They had just bought the tiny white weather-boarded cottage on the far
side of Starlings Wood, which had been standing empty ever since old
Parsloe, the hurdle-maker, had died there a year ago. For at least two
years before that he had been almost bedridden, so that the little garden
and orchard had become a wilderness. The Minivers had bought it partly
because they were afraid that Bateman, the local builder, might get hold
of it first and spoil it, and partly because, having made Starlings as
nearly perfect as they could, they were both filled with a restless
longing for new material: a state of mind which is as natural in the
sphere of house-property as it is in that of human relationships, but
which those who do not share it are apt to mistake for inconstancy. Of
this there was no question, for they both adored Starlings and would not
have exchanged it for any other house in England: but just at the moment
they were frankly enjoying a pretty shameless flirtation with old
Parsloe's cottage. When it was finished, as Clem said, they would
probably marry it off to one of their friends; in the meanwhile it was
the making of the Easter holidays. They came over with the children
nearly every day, working indoors when the weather was bad, and out of
doors when it was fine: painting and whitewashing and carpentering and
digging and weeding and planting, without too deeply inquiring why, and
for whom, they were doing it.

Beyond the potato-patch, close under the high-banked hedge which
separated the garden from Carter's Lane, there stood three apple-trees.
These, during the last few years, had been stealthily but steadily
invaded by an army of brambles. Some had pressed downwards from the bank
in a solid phalanx, smothering the hinder branches almost to death;
others had thrust upwards from the ground, looping themselves over the
topmost boughs and falling to take root again on the other side, so that
the trees were bound to the earth with criss-cross cords, like haystacks
on a windy headland. The job of rescuing them--combining as it did all
the most attractive features of a crusade and a demolition contract--
was one which the Minivers particularly enjoyed. Constructive destruction
is one of the most delightful employments in the world, and in civilized
life the opportunities for it are only too rare. Also, a bonfire is
always fun; and here was an excellent excuse for the children to keep one
going all day and every day, piling it high with Clem's big
bramble-faggots and roasting potatoes (very unevenly) in the intervals.
As for Mrs. Miniver herself, she only regretted that circumstances had
never before led her to discover that the way to spend the spring was up
an apple-tree, in daily intimacy with its bark, leaves, and buds. In
early spring, as in the early years of children, there are times when the
clock races, the film runs in swift motion, and the passionate watcher
does not dare to glance away for fear he should miss some lovely and
fleeting phase. The present week was one of those times. She looked, and
the buds were as tightly, rosily clenched as a baby's fist; she looked
again, and they were half uncurled. To-morrow they would be nearly open;
the next day, perhaps, in full bloom, like those of the pear-tree on the
other side of the garden, which towered up in the sunlight as tall,
rounded and dazzling as a cumulus cloud.

"Time for beer," said Clem, and went into the cottage to get it.

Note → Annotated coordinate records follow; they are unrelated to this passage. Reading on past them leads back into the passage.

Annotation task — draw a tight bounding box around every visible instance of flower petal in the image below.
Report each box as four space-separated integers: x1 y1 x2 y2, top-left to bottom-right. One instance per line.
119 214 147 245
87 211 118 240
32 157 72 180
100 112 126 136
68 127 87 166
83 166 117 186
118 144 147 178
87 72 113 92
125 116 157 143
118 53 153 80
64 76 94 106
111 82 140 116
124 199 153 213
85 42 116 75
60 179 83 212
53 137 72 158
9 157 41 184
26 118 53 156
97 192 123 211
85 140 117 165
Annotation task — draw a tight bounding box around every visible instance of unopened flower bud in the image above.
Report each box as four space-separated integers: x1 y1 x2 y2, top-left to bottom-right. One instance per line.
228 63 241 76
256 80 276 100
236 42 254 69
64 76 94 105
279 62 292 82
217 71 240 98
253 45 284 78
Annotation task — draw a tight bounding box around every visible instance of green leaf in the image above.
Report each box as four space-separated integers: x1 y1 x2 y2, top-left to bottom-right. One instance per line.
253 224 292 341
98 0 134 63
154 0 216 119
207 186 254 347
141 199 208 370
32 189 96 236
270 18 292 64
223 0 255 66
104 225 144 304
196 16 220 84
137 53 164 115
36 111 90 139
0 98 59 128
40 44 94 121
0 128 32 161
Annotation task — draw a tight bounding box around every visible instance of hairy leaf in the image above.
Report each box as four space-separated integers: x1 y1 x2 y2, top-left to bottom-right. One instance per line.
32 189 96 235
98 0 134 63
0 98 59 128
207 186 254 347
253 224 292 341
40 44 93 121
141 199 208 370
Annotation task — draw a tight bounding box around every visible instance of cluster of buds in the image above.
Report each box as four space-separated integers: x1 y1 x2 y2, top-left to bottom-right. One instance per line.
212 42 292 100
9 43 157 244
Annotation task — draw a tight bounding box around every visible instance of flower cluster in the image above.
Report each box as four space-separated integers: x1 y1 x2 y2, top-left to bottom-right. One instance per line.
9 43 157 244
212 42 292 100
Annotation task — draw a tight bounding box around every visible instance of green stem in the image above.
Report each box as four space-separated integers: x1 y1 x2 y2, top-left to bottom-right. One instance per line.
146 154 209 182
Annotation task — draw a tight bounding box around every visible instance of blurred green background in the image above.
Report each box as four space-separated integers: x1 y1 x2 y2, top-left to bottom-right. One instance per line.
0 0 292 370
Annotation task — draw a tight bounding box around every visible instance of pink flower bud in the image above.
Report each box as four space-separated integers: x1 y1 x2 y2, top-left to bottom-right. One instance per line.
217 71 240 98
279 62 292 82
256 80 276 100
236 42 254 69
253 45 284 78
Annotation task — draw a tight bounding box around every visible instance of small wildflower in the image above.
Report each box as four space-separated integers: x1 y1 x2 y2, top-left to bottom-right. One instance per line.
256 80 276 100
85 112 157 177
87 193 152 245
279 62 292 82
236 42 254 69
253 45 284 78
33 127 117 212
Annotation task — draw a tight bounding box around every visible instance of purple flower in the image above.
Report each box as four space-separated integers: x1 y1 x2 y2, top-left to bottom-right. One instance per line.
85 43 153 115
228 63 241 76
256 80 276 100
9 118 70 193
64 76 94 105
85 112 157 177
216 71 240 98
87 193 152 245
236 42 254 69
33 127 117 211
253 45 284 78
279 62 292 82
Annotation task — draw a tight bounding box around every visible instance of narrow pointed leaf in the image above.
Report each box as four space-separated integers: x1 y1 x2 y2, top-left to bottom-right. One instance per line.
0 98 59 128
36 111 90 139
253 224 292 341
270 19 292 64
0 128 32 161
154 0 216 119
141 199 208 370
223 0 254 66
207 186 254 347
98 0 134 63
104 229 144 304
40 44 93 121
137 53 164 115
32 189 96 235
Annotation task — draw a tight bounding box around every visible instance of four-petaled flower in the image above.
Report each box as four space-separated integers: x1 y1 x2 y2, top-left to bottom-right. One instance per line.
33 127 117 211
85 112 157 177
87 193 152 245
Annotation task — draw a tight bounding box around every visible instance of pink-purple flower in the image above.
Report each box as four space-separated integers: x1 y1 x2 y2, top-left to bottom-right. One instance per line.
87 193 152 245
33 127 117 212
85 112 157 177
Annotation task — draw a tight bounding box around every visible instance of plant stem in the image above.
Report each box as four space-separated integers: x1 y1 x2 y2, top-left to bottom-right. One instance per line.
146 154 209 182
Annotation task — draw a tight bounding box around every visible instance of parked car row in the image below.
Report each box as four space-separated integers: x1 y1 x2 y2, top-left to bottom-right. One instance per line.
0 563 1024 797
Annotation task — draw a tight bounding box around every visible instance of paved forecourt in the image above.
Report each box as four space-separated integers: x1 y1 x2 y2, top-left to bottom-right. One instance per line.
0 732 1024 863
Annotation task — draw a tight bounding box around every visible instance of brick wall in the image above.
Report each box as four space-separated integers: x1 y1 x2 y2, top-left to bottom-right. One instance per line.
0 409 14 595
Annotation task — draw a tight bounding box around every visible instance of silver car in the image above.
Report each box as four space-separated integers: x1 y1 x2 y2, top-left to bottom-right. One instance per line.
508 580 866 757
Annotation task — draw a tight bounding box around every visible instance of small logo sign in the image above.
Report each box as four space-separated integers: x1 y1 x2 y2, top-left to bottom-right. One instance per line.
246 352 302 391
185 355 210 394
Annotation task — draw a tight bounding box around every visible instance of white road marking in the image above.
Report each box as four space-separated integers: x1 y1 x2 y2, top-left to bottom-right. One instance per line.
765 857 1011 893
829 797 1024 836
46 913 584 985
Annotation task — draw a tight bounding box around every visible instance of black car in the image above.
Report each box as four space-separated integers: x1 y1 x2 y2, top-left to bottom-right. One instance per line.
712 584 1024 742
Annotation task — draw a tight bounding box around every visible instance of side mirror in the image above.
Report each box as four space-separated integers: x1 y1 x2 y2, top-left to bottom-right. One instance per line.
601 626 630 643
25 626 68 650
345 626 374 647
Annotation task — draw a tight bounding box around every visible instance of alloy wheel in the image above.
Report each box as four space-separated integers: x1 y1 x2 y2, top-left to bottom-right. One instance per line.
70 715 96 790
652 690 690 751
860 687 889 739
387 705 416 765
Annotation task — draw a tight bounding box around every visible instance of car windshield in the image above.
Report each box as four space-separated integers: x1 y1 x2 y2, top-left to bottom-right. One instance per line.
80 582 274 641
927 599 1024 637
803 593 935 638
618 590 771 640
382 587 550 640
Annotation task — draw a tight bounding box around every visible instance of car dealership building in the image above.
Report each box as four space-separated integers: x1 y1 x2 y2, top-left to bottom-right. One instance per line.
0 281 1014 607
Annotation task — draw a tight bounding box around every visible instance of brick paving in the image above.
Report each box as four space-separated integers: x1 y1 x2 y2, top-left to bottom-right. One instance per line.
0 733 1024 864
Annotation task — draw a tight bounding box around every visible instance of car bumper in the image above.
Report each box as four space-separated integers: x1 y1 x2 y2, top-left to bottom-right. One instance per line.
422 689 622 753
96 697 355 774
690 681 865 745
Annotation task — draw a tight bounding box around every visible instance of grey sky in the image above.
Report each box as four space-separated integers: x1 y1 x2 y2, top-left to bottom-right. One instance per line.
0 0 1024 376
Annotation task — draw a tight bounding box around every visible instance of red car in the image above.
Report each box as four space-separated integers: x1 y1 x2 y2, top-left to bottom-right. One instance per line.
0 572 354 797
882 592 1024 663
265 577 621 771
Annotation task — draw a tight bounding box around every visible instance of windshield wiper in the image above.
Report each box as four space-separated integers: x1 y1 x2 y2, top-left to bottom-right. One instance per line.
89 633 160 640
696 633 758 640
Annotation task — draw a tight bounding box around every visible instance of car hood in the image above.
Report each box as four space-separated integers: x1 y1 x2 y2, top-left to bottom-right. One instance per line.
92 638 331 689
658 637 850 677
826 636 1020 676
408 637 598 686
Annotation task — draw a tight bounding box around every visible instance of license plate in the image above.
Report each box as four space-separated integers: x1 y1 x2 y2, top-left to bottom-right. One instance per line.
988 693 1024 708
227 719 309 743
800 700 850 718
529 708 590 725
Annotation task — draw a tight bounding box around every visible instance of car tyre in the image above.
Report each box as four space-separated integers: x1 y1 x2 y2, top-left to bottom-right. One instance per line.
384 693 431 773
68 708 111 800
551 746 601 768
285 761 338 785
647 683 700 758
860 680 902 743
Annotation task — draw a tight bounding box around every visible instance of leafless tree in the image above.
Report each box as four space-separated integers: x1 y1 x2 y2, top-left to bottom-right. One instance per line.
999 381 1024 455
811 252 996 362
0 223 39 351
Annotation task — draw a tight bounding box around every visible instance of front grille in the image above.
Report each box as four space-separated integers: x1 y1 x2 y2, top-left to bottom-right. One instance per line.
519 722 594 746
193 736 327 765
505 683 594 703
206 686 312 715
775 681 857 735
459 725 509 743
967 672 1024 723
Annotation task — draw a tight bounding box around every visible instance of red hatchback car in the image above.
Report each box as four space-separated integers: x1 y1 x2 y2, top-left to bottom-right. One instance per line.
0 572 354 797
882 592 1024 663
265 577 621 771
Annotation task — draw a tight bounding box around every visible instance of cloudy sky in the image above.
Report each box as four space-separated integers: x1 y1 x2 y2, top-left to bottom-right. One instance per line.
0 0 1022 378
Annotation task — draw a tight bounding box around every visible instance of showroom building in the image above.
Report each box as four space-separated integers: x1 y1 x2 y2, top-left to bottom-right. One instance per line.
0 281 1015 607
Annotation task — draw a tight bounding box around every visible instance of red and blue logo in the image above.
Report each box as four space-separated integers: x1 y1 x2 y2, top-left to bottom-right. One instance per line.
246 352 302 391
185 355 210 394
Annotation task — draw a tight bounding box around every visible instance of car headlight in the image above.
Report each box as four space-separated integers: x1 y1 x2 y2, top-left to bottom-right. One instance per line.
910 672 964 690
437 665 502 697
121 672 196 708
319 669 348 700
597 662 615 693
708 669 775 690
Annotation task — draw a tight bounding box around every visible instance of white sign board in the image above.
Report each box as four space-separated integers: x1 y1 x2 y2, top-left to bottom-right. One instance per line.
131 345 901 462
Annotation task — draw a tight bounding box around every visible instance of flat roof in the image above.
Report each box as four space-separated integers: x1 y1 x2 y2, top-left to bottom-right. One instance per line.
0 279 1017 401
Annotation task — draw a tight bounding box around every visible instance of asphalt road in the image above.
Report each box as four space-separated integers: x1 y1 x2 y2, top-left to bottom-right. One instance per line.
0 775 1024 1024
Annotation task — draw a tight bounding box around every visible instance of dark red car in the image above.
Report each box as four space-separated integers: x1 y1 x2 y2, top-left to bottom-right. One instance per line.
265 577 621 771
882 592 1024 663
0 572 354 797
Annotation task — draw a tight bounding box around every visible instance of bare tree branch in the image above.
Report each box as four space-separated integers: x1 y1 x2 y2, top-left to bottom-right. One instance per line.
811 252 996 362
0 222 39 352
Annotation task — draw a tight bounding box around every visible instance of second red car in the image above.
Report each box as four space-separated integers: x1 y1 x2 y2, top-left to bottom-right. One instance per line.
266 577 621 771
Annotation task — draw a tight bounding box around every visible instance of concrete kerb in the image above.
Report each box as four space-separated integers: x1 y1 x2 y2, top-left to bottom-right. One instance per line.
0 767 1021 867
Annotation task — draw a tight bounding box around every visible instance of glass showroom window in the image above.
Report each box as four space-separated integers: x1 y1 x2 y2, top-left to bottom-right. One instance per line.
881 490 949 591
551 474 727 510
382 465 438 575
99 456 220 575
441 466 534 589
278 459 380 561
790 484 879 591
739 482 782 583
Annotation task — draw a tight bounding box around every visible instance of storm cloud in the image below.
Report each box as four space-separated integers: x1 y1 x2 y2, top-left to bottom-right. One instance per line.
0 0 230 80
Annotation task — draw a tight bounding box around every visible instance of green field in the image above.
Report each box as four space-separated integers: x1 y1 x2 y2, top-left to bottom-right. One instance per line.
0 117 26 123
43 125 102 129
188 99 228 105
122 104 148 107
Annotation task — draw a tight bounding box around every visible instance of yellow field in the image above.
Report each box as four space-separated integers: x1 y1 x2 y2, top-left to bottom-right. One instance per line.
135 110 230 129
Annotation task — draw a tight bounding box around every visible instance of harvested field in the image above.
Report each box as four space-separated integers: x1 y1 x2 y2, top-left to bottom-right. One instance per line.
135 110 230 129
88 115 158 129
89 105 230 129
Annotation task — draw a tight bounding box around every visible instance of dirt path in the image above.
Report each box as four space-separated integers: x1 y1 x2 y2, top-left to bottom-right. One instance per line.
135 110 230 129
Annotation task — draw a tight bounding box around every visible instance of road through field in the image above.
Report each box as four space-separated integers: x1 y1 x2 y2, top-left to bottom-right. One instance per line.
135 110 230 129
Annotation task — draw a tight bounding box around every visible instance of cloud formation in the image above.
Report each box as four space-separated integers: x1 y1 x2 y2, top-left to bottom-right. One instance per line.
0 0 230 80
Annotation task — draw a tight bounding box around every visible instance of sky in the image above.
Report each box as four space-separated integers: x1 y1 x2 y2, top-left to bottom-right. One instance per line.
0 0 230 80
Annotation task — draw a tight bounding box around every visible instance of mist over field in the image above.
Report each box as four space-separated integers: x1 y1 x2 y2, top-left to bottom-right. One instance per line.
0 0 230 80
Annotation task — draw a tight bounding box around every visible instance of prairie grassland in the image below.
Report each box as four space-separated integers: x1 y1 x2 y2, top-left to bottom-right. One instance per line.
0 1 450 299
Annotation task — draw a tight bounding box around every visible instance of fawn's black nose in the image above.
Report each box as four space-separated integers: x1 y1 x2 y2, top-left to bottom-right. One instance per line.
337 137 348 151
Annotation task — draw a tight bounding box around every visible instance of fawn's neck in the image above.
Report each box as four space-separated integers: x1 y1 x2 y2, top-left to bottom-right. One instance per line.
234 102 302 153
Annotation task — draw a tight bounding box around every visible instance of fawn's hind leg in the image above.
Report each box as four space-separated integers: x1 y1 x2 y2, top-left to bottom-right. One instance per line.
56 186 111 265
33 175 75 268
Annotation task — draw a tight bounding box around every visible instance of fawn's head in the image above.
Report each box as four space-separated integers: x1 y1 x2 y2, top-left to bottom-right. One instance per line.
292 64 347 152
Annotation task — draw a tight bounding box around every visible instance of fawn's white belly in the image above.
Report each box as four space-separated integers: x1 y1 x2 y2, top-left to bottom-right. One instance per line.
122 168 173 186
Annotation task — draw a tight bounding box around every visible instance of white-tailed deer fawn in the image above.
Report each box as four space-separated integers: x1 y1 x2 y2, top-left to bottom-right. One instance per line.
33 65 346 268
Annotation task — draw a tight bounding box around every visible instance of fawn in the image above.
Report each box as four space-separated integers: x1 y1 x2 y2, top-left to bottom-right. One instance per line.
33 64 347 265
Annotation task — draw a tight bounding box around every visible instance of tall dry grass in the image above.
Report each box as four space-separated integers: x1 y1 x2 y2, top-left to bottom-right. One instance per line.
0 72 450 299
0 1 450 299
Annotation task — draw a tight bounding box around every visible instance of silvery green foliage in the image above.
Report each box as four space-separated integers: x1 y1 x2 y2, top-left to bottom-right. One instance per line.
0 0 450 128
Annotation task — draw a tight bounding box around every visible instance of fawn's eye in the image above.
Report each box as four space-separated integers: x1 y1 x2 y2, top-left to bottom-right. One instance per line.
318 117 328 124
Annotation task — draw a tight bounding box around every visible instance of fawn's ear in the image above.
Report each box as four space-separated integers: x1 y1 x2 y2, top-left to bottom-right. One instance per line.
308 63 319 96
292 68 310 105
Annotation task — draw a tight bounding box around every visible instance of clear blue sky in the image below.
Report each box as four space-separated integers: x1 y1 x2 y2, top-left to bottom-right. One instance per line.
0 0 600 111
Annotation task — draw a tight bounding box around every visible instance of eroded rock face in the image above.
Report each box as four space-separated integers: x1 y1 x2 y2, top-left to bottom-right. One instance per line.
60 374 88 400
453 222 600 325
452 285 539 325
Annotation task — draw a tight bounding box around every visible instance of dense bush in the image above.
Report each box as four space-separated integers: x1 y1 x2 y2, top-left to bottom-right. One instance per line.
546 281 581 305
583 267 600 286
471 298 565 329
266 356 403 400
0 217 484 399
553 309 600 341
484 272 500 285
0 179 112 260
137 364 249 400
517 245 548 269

Mrs. Miniver stuck her secateurs into her belt and disposed herself more
comfortably among the branches. She was determined not to come down to
earth before she need; if possible, never. Peering downwards through the
young leaves, she could see Toby making an elaborate entanglement with
twigs and cotton over some newly sown grass. He trod on the seeds a good
deal, because his soul was bent on getting the pattern of the network
symmetrical. Vin and Judy were eating potatoes and racing snails up the
gate-posts. In the field beyond, two lambs--the only living creatures
which never fail to come up to expectation--were authentically
gambolling. Their whiteness rivalled the pear-blossom's. The smoke of the
bonfire drifted, blue and sweet, across the potato-patch. An invisible,
indefatigable blackbird went on saying "Doh-mi!" from somewhere on the
other side of Carter's Lane; he had made this remark so many hundreds of
times every day that they were all beginning to ignore it.

Clem, coming out of the cottage, paused for a moment to take a critical
look at what they had done.

"We've made a lot of difference to-day," he said, as he handed her glass
up to her through the branches. "One is really beginning to see the shape
of the trees."

"I suppose," said Mrs. Miniver between gulps, "the brambles would try to
make out that the apple-trees had been practising encirclement."

"That reminds me," said Clem. "We ought to be getting home pretty soon
if we don't want to be late for the news."


"PROFESSOR Badgecumbe has just telephoned to say that he is very sorry
indeed, but he can't get back for another twenty minutes." Behind his
secretary's air of apology crouched a protecting tigress, ready to spring
if Mrs. Miniver showed the least sign of vexation. To Miss Perrin Badger
was a god, and luncheon guests whom he kept waiting had no right whatever
to complain. The privilege of knowing him ought to be enough for them.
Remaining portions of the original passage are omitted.